The thing about water is that it is designed to flow. Streams become rivers and rivers can turn into torrents. But this is less about the philosophical principle of “panta rhei” – a Greek phrase for “everything flows” – and more about gathering data to document the waterways of Europe for proper analysis.
To English speakers, the name of this EU project may conjure up an image of the gemstone, but “AMBER” is actually an acronym that stands for “Adaptive Management of Barriers in European Rivers”. So it is about artificial impediments to the natural course of European rivers. This includes transverse structures like locks and barrages. Hydropower plants are operated with the aid of some of these transverse structures. The data derived from AMBER will therefore help improve the planning and environmental outcomes of power plants engaged in renewable power generation.
For this reason, some of our Research and Development experts from the Renewables segment are working on the new EU-sponsored project. Together with around 20 other European partners from scientific and commercial organisations, they are investigating how the present, heavily-fragmented river landscape should be developed in the future, to ensure the ecological system remains as intact as possible. Some of the relevant requirements for this stem from the Water Framework Directive of the EU, which also sets the environmental framework for the operation of our hydropower plants.

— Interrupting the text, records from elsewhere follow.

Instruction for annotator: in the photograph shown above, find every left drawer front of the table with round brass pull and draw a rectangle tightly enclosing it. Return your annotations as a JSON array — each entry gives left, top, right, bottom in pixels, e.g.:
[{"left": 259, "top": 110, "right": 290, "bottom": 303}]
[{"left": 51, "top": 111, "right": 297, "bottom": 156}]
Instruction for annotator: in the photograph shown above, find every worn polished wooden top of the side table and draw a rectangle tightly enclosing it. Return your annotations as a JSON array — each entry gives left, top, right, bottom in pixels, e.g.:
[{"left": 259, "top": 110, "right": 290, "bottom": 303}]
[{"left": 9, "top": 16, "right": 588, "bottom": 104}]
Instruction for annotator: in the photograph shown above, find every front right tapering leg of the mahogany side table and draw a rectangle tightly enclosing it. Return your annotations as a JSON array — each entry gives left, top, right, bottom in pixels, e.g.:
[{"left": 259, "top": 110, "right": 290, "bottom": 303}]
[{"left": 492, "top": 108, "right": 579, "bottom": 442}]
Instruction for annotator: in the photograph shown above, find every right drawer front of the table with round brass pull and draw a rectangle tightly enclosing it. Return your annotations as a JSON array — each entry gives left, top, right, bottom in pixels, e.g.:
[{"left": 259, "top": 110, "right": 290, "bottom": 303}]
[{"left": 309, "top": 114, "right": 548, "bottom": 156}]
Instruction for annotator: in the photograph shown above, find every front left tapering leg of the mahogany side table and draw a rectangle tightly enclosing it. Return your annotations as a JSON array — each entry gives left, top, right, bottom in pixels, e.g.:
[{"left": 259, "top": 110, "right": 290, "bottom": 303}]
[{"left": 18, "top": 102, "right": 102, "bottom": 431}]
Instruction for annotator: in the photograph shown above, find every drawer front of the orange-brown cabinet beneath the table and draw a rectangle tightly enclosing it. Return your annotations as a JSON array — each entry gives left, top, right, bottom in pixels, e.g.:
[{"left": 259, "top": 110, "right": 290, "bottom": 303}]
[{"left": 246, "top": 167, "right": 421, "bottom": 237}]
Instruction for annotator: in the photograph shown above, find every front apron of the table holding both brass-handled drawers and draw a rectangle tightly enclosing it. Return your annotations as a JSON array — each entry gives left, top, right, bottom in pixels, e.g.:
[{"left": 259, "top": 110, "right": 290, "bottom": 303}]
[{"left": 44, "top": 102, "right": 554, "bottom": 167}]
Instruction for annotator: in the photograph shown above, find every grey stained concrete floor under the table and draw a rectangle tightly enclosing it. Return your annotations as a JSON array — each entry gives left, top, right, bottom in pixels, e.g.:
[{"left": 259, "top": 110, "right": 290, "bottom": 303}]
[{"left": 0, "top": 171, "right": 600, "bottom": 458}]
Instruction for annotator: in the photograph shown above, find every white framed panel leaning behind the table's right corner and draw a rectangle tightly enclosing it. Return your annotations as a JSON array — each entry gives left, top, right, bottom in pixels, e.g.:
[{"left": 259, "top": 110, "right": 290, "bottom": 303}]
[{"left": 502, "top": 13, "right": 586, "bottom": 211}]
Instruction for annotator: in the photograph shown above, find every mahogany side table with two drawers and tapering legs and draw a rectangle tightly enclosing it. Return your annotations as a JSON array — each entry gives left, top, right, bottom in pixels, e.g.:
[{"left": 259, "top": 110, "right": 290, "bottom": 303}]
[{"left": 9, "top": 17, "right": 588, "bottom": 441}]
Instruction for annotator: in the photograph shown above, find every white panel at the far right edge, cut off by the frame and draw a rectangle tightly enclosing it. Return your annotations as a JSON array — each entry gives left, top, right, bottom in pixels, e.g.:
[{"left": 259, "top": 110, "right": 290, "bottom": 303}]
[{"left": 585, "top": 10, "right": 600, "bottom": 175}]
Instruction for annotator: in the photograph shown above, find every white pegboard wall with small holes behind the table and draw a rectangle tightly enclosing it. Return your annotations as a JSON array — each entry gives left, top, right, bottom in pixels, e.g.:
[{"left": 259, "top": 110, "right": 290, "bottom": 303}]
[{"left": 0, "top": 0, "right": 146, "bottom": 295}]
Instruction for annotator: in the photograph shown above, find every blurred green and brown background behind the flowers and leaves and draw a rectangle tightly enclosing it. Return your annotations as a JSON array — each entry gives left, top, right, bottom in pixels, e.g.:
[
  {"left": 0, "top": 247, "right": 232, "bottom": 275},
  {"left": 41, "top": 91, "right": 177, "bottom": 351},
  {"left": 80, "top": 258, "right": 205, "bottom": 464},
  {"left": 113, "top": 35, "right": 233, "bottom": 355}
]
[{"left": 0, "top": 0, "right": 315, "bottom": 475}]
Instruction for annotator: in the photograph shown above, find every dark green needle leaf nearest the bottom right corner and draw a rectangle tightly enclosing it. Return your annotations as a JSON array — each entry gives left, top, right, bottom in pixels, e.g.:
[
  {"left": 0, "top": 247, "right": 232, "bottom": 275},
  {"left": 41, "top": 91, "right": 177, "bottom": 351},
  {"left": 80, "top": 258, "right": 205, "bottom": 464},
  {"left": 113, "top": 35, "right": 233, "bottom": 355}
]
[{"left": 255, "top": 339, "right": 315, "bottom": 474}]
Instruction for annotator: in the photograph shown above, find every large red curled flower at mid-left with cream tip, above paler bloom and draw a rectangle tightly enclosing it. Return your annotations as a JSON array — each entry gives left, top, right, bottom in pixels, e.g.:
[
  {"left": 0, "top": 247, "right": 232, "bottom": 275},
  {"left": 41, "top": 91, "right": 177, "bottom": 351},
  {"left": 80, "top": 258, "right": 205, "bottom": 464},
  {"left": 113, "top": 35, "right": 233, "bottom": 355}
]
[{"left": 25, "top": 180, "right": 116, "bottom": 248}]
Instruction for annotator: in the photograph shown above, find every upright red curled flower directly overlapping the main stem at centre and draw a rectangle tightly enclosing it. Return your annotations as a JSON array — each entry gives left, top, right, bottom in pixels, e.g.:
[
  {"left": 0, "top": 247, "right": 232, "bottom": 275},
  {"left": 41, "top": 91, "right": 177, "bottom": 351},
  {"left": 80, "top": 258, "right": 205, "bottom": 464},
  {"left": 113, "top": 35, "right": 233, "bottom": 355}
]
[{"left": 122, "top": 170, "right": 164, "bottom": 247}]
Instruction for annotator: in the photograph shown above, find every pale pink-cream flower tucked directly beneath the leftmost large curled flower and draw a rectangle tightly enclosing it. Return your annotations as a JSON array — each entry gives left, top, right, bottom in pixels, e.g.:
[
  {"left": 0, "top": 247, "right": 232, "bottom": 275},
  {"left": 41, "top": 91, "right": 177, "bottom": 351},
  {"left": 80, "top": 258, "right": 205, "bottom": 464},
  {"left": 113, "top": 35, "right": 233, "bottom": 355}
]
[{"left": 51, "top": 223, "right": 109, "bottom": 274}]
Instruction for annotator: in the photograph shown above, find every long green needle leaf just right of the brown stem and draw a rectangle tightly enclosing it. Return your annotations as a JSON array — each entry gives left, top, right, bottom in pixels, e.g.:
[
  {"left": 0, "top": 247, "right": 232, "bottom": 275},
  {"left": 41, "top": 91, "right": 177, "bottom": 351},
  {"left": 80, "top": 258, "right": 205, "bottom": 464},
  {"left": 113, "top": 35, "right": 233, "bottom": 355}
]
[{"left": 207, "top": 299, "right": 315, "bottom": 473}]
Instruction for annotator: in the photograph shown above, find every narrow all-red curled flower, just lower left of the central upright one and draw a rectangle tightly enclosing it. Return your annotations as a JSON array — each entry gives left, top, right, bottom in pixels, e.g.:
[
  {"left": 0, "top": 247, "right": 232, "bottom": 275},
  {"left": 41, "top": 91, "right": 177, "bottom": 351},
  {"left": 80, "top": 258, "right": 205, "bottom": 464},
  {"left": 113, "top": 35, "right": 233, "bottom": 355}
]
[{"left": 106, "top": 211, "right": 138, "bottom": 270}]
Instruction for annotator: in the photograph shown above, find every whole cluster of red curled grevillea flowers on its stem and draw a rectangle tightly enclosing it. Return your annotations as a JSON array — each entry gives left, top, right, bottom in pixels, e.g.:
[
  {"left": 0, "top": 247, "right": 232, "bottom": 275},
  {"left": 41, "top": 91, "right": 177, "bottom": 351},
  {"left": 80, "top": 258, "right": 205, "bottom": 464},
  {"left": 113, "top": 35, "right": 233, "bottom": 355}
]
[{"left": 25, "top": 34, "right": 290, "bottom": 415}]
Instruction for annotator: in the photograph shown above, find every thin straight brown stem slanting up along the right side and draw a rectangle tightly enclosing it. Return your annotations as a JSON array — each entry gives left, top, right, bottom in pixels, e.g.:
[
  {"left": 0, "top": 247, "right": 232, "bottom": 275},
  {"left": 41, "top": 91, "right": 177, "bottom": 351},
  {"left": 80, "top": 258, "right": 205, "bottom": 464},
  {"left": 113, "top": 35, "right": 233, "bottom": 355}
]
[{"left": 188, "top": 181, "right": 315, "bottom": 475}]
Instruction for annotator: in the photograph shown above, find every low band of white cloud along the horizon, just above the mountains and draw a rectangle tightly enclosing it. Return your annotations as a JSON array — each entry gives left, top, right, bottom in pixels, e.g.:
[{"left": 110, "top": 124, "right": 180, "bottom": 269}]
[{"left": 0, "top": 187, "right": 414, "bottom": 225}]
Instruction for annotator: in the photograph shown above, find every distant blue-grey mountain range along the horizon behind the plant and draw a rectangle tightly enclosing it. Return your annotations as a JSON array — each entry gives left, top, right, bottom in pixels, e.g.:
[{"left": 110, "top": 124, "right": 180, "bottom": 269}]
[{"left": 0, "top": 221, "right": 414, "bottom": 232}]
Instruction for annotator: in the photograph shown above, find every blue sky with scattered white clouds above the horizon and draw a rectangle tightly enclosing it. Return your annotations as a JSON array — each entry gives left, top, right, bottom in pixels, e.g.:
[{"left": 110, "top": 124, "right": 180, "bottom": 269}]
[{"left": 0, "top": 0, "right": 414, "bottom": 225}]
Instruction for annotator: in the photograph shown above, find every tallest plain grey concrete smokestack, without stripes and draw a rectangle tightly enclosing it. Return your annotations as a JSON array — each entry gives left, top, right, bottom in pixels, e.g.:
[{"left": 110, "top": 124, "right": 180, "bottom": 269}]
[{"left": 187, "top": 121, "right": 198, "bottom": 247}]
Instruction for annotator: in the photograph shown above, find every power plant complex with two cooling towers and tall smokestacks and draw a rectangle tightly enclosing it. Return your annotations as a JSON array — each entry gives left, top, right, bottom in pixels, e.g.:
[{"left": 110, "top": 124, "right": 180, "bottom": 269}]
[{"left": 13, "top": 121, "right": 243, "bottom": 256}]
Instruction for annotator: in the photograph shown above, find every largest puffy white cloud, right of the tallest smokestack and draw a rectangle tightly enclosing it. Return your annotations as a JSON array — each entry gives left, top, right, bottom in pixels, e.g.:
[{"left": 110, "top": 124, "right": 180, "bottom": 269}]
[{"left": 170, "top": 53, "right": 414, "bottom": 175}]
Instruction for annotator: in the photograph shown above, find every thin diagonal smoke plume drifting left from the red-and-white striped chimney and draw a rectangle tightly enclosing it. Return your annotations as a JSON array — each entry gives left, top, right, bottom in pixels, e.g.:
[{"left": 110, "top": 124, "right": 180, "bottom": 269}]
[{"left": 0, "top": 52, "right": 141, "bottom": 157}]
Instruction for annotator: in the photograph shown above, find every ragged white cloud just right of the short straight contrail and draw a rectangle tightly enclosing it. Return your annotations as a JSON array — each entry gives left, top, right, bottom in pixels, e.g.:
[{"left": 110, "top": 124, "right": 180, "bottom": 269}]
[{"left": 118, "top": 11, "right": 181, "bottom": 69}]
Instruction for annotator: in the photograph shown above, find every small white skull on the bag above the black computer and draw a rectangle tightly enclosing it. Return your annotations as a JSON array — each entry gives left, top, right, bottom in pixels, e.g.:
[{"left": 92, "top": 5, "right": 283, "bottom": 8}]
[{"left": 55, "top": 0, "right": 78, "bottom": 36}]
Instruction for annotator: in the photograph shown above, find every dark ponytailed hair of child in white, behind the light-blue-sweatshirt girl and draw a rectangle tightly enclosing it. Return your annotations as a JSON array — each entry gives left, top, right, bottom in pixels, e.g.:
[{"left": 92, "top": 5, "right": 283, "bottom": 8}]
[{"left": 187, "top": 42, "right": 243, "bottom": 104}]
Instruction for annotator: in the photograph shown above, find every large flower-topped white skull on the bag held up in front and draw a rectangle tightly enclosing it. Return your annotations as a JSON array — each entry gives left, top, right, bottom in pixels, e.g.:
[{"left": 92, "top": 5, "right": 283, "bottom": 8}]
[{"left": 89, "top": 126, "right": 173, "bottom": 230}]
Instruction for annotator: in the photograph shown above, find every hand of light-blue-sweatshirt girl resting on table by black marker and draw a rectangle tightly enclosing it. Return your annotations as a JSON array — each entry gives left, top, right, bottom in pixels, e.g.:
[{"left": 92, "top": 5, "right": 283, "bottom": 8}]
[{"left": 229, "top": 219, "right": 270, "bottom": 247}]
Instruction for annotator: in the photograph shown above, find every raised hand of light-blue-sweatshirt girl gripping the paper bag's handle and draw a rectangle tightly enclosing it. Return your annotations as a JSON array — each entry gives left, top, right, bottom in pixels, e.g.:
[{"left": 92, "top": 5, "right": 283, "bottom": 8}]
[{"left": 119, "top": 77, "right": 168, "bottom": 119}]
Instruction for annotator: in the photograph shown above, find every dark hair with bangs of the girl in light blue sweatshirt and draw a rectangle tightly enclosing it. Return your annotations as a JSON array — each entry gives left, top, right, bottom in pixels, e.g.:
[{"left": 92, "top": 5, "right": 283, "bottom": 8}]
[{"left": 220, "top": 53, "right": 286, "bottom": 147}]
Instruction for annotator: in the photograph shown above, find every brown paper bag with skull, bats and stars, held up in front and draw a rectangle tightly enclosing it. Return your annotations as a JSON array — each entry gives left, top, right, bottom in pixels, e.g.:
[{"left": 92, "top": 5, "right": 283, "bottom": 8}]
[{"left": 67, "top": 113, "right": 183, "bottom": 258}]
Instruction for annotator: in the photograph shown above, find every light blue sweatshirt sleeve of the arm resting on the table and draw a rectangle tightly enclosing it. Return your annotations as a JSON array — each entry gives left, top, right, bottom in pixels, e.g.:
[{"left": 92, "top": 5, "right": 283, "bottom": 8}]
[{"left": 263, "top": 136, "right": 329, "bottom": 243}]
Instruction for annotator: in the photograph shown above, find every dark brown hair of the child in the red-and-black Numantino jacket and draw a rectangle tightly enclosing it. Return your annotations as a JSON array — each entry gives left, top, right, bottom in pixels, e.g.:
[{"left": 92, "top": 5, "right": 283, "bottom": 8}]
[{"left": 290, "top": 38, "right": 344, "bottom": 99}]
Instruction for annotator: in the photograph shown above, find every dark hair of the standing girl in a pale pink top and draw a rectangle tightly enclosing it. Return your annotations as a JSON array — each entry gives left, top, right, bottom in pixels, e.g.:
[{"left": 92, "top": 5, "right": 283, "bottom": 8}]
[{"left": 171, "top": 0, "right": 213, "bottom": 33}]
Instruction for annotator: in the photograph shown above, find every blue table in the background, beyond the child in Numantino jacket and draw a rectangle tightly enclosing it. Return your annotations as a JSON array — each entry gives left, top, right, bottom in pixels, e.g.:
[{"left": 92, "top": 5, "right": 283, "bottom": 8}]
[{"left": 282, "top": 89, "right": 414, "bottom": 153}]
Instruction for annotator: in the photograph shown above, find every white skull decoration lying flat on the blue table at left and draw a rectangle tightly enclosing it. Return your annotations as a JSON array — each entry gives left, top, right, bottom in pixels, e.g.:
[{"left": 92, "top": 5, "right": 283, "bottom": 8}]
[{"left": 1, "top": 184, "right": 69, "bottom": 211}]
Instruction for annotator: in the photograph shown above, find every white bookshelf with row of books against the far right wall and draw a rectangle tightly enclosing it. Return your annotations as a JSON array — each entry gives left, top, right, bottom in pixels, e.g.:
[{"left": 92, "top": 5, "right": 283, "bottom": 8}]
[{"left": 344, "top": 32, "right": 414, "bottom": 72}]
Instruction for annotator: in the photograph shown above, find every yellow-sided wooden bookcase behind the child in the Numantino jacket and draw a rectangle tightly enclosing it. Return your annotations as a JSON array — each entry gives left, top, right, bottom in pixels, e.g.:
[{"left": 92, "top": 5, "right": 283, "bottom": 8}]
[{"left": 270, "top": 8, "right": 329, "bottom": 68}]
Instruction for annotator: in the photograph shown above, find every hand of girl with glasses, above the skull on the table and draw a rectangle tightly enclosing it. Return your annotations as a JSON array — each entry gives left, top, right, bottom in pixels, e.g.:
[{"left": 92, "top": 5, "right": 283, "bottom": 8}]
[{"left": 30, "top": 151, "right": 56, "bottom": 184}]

The researchers will be conducting the first pan-European analysis of these transverse structures, which will enable them to determine such things as which passability measures have the highest priority. As part of the process, so-called eDNA analysis will be used, or examination of DNA traces from the water or river sediment.
By participating in this project and contributing our own expertise, we can be sure of remaining in the loop on any discussions at the scientific and political level and can also prepare ourselves for any future developments that may have an impact on the operating conditions of our hydropower plants.